Caminhamos sobre a montanha, trazemos madeira e água fresca, levamo-la ao ponto de fervura e preparamos o chá com todo o coração. Primeiro o Buddha recebe o chá, então preparamos o chá para aqueles presentes e finalmente bebemos. Na sala há um vaso com flores. O ar é preenchido com incenso precioso. Esta ação leva ao próprio coração do ensinamento buddhista. A seqüência também tem de ser considerada.

Hoje em dia, as pessoas olham para si mesmas como o centro. Seria bom para nós se nos tornássemos mais modestos e não nos empurrássemos para o primeiro plano.

O espírito do chá respeita quatro princípios: wa, kei, sei, jaku. Wa, o coração da paz e da harmonia, é sem ego. Kei é o respeito e a estima por todos os seres e aprender dos outros. Sei, o coração puro, são as ações corretas e modo de vida correto, assim como uma boa consciência. Jaku, silêncio, quietude abençoada, é o elemento mais importante do caminho do chá. É mushin, o coração desperto do Buddha. Poderíamos dizer que, com a percepção do silêncio, o mundo do chá vem à existência.


O mundo e o silêncio

O artista real precisa de um longo período de silêncio antes de poder completar seu trabalho. Também poderíamos dizer que a arte nasce do silêncio. Consideramos esses objetos da arte sem palavras.

O famoso jardim de pedras do Ryoanji em Kyôtô é um exemplo perfeito da beleza do silêncio. Se você se sentar no jardim, fique quieto e veja; então, parecerá como se você tivesse falado com o jardim. No jardim, uma conversa silenciosa acontece. Nada tem de ser explicado. É claro, o criador dos solos realizou a arte e a religião em um grau elevado, expressando pensamentos e emoções através de cada pedra. Isto também nos toca hoje em dia. Assim, devemos ser gratos a esses predecessores que nos deixaram esses objetos de arte.
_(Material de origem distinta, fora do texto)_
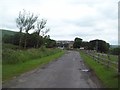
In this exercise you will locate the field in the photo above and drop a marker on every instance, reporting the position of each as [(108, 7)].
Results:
[(16, 62), (107, 76)]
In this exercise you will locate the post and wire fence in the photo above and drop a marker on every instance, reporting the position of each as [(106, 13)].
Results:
[(104, 59)]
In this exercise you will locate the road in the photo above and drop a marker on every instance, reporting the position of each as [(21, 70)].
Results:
[(65, 72)]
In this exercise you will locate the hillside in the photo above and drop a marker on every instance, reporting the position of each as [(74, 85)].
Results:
[(7, 32)]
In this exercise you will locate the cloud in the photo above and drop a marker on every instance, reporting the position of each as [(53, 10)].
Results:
[(67, 19)]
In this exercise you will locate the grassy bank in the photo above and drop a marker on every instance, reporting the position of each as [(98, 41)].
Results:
[(10, 70), (107, 76)]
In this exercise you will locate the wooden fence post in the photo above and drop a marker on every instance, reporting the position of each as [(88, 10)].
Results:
[(108, 61), (119, 64)]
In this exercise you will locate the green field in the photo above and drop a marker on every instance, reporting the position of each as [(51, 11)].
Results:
[(16, 61), (107, 76), (10, 71)]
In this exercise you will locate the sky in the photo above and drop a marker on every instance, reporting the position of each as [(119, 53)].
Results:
[(67, 19)]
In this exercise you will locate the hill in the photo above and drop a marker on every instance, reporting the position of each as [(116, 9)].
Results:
[(7, 32)]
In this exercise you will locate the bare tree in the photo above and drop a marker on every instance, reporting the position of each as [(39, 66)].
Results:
[(40, 25), (45, 32), (20, 22), (29, 24)]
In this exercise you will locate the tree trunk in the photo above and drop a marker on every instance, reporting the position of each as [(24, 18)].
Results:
[(20, 41)]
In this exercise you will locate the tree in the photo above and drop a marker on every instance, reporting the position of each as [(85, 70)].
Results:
[(29, 24), (77, 43), (40, 25), (21, 23)]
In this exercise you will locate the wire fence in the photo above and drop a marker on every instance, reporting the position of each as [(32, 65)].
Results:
[(105, 59)]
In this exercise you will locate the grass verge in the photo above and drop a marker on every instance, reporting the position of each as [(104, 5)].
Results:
[(10, 70), (107, 76)]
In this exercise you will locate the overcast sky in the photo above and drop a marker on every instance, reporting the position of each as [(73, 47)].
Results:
[(67, 19)]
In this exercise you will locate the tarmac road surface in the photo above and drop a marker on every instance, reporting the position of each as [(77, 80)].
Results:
[(65, 72)]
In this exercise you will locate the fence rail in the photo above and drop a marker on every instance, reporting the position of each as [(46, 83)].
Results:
[(103, 59)]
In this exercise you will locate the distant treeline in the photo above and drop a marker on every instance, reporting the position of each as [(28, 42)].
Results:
[(27, 21), (33, 40)]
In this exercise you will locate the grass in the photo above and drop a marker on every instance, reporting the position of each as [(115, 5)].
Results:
[(11, 55), (10, 70), (107, 76)]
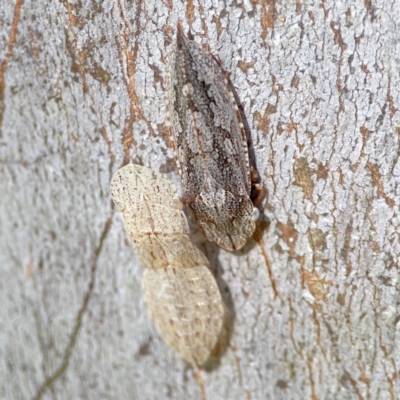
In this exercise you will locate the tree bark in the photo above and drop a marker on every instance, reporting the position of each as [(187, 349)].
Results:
[(315, 293)]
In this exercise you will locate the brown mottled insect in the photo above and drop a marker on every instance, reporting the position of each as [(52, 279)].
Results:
[(181, 294), (211, 146)]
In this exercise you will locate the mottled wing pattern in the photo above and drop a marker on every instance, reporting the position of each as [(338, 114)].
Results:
[(205, 125), (153, 218), (187, 309)]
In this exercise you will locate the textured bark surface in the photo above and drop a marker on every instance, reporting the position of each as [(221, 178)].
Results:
[(315, 294)]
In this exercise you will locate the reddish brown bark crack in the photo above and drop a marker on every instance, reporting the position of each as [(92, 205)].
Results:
[(78, 59), (3, 66), (48, 383)]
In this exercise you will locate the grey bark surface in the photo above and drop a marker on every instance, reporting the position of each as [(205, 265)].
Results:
[(315, 294)]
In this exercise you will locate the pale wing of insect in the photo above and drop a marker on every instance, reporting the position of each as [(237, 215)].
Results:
[(186, 307), (180, 292), (153, 218)]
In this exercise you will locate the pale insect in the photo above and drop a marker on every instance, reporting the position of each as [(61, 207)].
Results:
[(211, 146), (180, 292), (186, 307)]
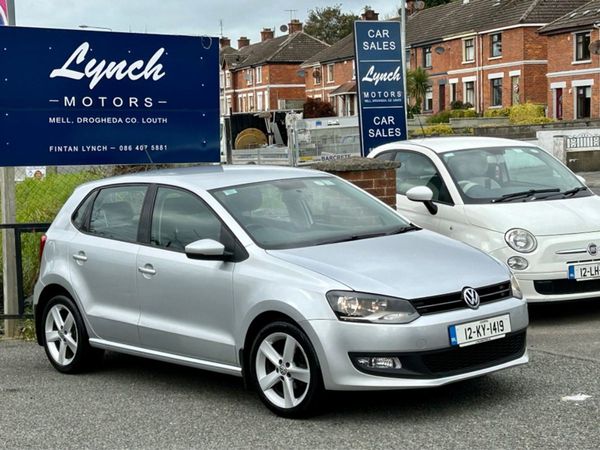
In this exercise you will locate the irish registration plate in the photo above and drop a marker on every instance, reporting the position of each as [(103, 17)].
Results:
[(587, 271), (481, 331)]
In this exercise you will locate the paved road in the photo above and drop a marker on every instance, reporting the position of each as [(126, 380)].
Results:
[(137, 403)]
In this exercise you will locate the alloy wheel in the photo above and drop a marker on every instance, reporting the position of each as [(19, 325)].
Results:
[(61, 334), (282, 370)]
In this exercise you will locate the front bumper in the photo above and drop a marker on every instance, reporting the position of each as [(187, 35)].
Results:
[(336, 342), (547, 278)]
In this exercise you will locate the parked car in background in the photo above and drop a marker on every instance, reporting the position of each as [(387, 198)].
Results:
[(509, 198), (294, 279)]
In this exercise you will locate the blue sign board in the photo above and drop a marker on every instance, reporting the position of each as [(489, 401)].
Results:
[(88, 97), (380, 75)]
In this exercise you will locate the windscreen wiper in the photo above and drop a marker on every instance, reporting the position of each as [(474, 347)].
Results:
[(404, 229), (570, 192), (523, 194)]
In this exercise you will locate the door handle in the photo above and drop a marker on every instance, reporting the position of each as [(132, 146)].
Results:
[(80, 257), (147, 270)]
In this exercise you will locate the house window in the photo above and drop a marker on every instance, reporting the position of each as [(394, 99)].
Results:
[(496, 88), (514, 89), (582, 44), (427, 57), (258, 71), (470, 92), (469, 50), (584, 102), (496, 45), (428, 99), (330, 73)]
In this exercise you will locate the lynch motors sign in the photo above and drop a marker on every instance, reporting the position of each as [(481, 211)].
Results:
[(82, 97), (380, 76)]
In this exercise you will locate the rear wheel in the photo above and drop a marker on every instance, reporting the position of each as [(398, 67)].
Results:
[(65, 338), (285, 370)]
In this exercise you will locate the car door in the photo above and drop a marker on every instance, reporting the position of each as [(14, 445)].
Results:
[(187, 304), (417, 169), (102, 259)]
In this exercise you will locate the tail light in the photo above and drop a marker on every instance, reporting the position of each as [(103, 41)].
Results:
[(43, 240)]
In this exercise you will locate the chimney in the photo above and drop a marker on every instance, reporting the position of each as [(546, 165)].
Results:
[(243, 42), (294, 26), (225, 42), (369, 14), (266, 34)]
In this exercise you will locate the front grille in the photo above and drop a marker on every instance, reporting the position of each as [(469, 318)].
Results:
[(449, 302), (476, 356), (565, 286), (450, 361)]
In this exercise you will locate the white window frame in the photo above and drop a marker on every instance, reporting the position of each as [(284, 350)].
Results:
[(575, 60), (258, 77), (465, 60), (330, 73)]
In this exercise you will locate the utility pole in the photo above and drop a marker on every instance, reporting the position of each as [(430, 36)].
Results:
[(9, 262)]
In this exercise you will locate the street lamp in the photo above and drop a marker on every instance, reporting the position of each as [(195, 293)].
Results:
[(85, 27)]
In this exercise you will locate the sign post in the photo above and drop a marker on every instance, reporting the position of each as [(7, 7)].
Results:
[(380, 75), (8, 199)]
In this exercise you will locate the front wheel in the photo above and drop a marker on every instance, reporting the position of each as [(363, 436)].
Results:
[(65, 338), (285, 370)]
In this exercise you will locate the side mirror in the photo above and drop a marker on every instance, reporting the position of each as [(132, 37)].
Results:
[(206, 249), (422, 194)]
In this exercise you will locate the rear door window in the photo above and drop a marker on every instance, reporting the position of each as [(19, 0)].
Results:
[(116, 212)]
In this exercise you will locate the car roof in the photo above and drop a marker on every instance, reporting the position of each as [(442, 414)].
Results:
[(452, 144), (210, 176)]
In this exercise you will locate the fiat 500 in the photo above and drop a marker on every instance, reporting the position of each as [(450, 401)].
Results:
[(509, 198), (293, 279)]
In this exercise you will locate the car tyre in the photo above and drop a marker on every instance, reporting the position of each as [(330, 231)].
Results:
[(285, 371), (65, 338)]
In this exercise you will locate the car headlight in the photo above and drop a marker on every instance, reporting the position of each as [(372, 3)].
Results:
[(516, 289), (520, 240), (360, 307)]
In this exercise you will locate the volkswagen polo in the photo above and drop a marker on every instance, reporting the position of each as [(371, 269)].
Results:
[(293, 279)]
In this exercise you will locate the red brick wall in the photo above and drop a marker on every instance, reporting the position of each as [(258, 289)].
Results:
[(519, 44), (561, 59)]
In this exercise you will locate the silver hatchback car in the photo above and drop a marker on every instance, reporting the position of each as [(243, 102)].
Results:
[(293, 279)]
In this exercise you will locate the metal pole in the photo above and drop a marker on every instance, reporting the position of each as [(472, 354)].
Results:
[(9, 262), (403, 48)]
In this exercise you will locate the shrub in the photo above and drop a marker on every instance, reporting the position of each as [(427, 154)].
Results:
[(497, 112), (434, 130), (528, 114)]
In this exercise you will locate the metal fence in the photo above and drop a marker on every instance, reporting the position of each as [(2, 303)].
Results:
[(40, 193)]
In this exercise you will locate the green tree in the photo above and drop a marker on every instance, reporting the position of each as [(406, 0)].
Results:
[(329, 24), (417, 83)]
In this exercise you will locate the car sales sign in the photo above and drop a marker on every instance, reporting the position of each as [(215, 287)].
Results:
[(89, 97), (380, 75)]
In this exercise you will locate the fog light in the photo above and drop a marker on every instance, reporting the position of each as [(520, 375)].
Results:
[(517, 263), (379, 362)]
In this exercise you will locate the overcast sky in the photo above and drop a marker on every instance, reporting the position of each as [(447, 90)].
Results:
[(195, 17)]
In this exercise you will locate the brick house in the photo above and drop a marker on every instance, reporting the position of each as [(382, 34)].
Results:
[(330, 76), (484, 52), (573, 70), (266, 75)]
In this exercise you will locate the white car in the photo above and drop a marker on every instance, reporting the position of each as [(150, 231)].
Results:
[(509, 198)]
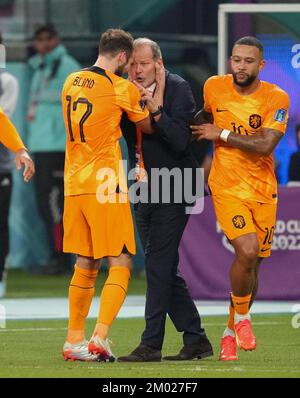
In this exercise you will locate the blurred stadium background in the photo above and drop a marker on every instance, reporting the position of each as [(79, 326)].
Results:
[(187, 32)]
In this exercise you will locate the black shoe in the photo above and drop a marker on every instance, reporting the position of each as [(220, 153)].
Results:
[(142, 353), (191, 351)]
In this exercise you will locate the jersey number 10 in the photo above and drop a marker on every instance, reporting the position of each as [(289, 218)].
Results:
[(84, 118)]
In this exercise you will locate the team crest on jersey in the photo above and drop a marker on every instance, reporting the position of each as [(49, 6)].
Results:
[(255, 121), (280, 115), (239, 222)]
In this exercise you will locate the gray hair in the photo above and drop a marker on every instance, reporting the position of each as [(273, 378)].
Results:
[(144, 41)]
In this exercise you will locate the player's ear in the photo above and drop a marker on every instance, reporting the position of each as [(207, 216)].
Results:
[(262, 64)]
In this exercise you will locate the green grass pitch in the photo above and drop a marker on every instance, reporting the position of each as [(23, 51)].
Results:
[(32, 349)]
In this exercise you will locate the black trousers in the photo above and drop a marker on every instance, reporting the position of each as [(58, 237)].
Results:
[(49, 186), (5, 196), (161, 227)]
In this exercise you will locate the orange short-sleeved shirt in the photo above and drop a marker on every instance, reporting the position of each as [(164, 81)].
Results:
[(93, 102), (235, 172)]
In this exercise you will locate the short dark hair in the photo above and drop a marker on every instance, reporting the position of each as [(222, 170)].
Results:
[(114, 41), (48, 28), (250, 41)]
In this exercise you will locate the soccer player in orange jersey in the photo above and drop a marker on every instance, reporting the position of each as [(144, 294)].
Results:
[(93, 102), (250, 118), (10, 138)]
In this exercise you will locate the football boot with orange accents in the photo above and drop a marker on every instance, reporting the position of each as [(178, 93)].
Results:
[(79, 352), (101, 347), (228, 349), (244, 335)]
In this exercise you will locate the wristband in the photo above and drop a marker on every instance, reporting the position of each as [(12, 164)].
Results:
[(158, 112), (224, 135)]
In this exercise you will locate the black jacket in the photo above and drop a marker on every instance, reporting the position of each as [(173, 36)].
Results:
[(169, 145)]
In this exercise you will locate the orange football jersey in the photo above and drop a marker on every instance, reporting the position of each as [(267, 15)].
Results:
[(93, 102), (235, 172), (9, 136)]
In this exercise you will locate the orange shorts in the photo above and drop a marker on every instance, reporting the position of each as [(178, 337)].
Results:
[(97, 230), (238, 217)]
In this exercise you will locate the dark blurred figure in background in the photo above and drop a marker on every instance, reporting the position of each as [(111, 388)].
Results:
[(294, 167), (9, 90), (51, 65)]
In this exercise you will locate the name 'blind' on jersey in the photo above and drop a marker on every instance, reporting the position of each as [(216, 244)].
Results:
[(245, 175), (93, 102)]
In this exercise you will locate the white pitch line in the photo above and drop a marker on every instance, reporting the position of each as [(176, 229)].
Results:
[(32, 330), (56, 329)]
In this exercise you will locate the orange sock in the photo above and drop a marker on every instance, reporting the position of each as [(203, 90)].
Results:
[(230, 323), (241, 304), (81, 292), (112, 297)]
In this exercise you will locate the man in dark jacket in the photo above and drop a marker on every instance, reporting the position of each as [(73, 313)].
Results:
[(161, 221)]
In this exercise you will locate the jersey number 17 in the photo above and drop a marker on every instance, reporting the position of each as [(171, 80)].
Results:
[(84, 118)]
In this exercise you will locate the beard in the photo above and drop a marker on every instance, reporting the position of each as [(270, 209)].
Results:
[(121, 70), (245, 83)]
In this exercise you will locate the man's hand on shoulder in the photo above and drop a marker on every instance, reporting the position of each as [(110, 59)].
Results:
[(23, 158), (206, 131)]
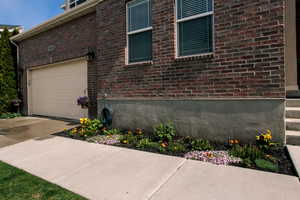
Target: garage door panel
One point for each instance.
(54, 90)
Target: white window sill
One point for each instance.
(150, 62)
(195, 57)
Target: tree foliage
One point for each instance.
(8, 88)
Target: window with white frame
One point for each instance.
(139, 31)
(74, 3)
(194, 27)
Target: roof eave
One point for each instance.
(67, 16)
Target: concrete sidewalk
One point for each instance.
(20, 129)
(110, 173)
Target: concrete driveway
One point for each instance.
(101, 172)
(19, 129)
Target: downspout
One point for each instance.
(18, 63)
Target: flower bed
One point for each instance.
(263, 155)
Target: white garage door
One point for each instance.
(53, 90)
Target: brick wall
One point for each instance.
(67, 41)
(248, 60)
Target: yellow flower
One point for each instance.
(163, 145)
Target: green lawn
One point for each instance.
(16, 184)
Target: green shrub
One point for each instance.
(267, 165)
(164, 132)
(246, 152)
(113, 131)
(129, 139)
(201, 145)
(144, 143)
(147, 144)
(176, 147)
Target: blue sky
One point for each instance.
(28, 13)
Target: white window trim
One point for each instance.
(128, 33)
(210, 13)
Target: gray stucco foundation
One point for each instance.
(216, 120)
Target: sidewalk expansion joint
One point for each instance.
(166, 180)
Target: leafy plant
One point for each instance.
(264, 141)
(267, 165)
(88, 128)
(164, 132)
(113, 131)
(201, 145)
(83, 101)
(129, 139)
(91, 125)
(147, 144)
(144, 143)
(176, 147)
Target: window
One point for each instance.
(139, 31)
(194, 27)
(74, 3)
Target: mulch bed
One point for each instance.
(284, 162)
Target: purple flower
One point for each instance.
(83, 100)
(214, 157)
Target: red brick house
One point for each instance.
(218, 69)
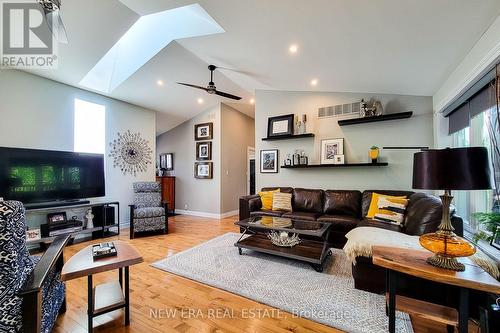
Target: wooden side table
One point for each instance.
(105, 297)
(399, 261)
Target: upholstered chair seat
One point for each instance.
(148, 213)
(31, 292)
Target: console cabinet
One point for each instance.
(168, 191)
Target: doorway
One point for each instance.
(251, 171)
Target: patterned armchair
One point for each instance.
(31, 293)
(147, 213)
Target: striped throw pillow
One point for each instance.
(391, 210)
(282, 202)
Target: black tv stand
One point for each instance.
(51, 204)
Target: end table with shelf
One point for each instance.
(107, 297)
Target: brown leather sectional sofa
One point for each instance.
(345, 210)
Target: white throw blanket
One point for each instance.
(360, 242)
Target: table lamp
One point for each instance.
(450, 169)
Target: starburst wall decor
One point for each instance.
(131, 153)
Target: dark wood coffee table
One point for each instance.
(402, 262)
(313, 249)
(106, 297)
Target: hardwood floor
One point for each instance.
(155, 294)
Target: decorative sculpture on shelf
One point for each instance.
(131, 153)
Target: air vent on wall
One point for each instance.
(339, 110)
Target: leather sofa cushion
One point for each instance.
(306, 200)
(340, 222)
(282, 189)
(378, 224)
(367, 197)
(342, 203)
(423, 214)
(265, 212)
(307, 216)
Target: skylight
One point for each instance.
(145, 38)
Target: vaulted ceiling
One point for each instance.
(383, 46)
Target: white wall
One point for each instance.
(238, 133)
(416, 131)
(480, 59)
(38, 113)
(195, 195)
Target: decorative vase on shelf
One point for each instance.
(373, 153)
(90, 219)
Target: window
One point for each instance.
(89, 127)
(469, 202)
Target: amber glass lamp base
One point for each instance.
(445, 244)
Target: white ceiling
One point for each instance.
(383, 46)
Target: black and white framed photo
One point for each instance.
(279, 126)
(203, 131)
(167, 161)
(331, 148)
(269, 161)
(495, 241)
(203, 170)
(339, 159)
(204, 151)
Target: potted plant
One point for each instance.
(373, 153)
(490, 221)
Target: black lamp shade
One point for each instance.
(452, 169)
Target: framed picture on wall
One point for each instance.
(331, 148)
(203, 151)
(495, 241)
(269, 161)
(279, 126)
(203, 131)
(203, 170)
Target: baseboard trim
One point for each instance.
(205, 214)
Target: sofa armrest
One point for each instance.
(382, 225)
(248, 204)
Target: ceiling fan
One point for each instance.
(52, 8)
(211, 89)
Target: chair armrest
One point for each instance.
(47, 262)
(248, 204)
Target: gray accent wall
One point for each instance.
(233, 133)
(238, 133)
(415, 131)
(200, 195)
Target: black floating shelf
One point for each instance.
(335, 165)
(374, 119)
(288, 137)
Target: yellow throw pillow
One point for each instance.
(374, 203)
(282, 202)
(267, 199)
(391, 210)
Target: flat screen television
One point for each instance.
(36, 176)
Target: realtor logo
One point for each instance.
(27, 41)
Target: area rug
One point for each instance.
(328, 298)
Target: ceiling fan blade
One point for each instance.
(56, 25)
(193, 86)
(223, 94)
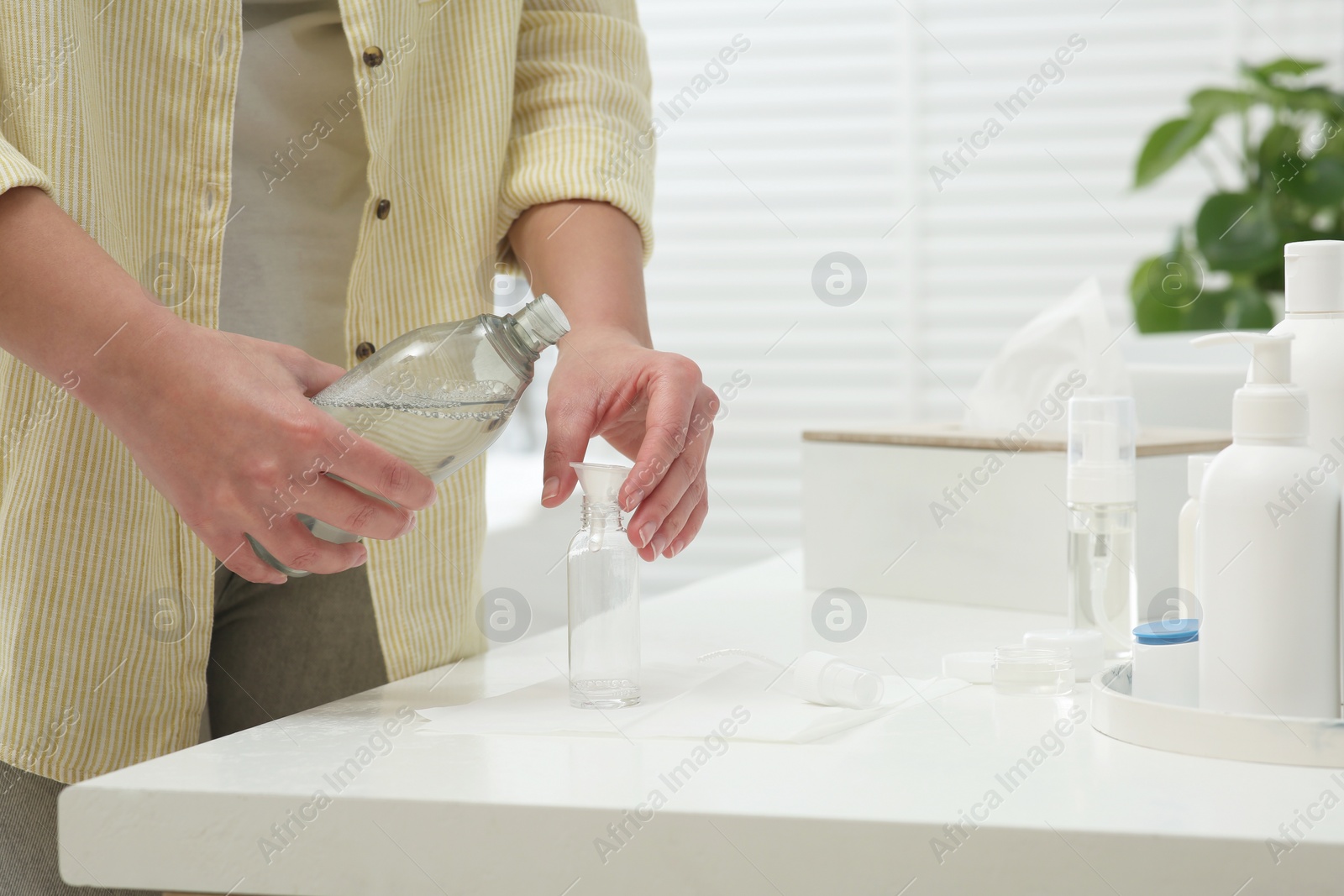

A arte Zen não é encontrada apenas nos jardim, mas também nos prédios e pinturas. As salas dos templos Zen e salas de chá são exemplos excelentes. A harmonia da "arte da sala" transfere-se para todos os presentes. Um prédio de madeira sugere, com seu cheiro, a conexão com a natureza; e mostra, com seus círculos anuais, o tempo. Às vezes, passamos algum tempo de pé na frente dessas "coisas velhas" e não conseguimos proferir uma única palavra de admiração. Podemos sentir a história por trás da arte, profunda e pesadamente.

A caligrafia também é maravilhosa. Algumas pinturas purificam o coração do observador honesto. Observando essas pinturas, não temos palavras, não há mais nada a ser dito. As caligrafias dos monges Zen demonstram profundidade. O silêncio é o elemento mais importante na arte e na religião.

No zendô, o zazen demonstra a profundidade do silêncio. No silêncio, articula-se o ativo e corajoso espírito do Zen. Podemos sentir nossa energia vital. É onde o zazen começa. Se você falar sem ter experienciando o silêncio, então suas palavras são sem significado. Na fala significativa (correta), podemos perceber se o falante respeita o silêncio.

 

(Adaptado de Hozumi Gensho Rôshi, Zen Heart.